Nāda traduz o som, tom ou pulsar matricial do universo, mas também a corrente contínua de Consciência. Essa Consciência ou Vibração Primordial materializa-se somente fruto da conjugação com bindu, o “ponto”, um pressuposto Tântrico. Com efeito, segundo segmentos da filosofia Śākta, o Tantra matriarcal, nāda é a Pura Consciência na iminência de se manifestar, materializando-se ao associar-se a bindu. Temos portanto uma díade nāda-bindu, respondavel pela criação da materialidade, do mais subtil ao grosseiro, onde nāda é Śakti e bindu representa Śiva. Outras interpretações invertem esta paridade equiparando bindu a Śakti e nāda a Śiva. Talvez interesse reter “apenas” a premissa fundamental: que há um potencial criativo de concretização que, quando activado por um princípio activo, efectiva a materialização num espectro de progressiva densificação. Interessantemente, a Igreja Ortodoxa Oriental poderá ter na sua Teologia um pressuposto semelhante, se relembramos os conceitos de ousia e energeia. A primeira instância, essência, traduz tudo aquilo que subjaze, mas não “é” materialmente. A segunda instância, energias, indica a consubstanciação da acção no mundo. Ora, ousia e energeia formam uma díade, tal como a bindu-nāda e Śiva-Śakti. Estamos a falar do binómio metafísico potência-acção.
Tendo nāda uma natureza “acústica”, subtil e grosseira, faz sentido que esteja associado à teoria e prática de mantra, no seio do Yoga. Do nāda, princípio sonoro transcendente, evoluem discurso, frases, palavras, sílabas e letras, até ao subtil. Esse é o itinerário proposto, em geral, pelo mantraśāstra ou “ciência do mantra”. Portanto, tais práticas que vão da vocalização do mantra à sua recitação interior, visam atingir ou recuperar a capacidade de perceber a vibração subtil nāda, interiormente. A Tradição e literatura do Yoga, em geral, afirma que isso é possível, através de técnicas de interiorização da atenção que mitigam ao máximo ou encerram a percepção sensorial. Um exemplo é o nāḍānusandhāna na Haṭhapradīpikā.

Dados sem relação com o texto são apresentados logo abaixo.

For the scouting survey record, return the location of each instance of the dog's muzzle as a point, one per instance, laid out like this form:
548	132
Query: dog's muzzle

O conceito de nāda, a par de outros, tem ganho relevo recentemente na cultura mainstream do yoga, pelas especulações em torno da sua validação científica. Dissemina-se a ideia de que nāda, enquanto vibração perene subjacente ao universo, manifestado e não-manifestado, é uma noção comprovada pela Moderna Física. A saber-se, e até ao momento, isso constitui mais um sincretismo, num rol já conhecido, do que facto.
Assumidamente subjectiva, é a curiosidade de nāda sânscrito poder associar-se foneticamente ao “nada” português. Sobretudo se reconhecermos que o termo possa e seja empregue com uma conotação, diríamos mística-poética, quando alude ao Todo que pervaga tudo, o Eterno Vazio de onde tudo mana.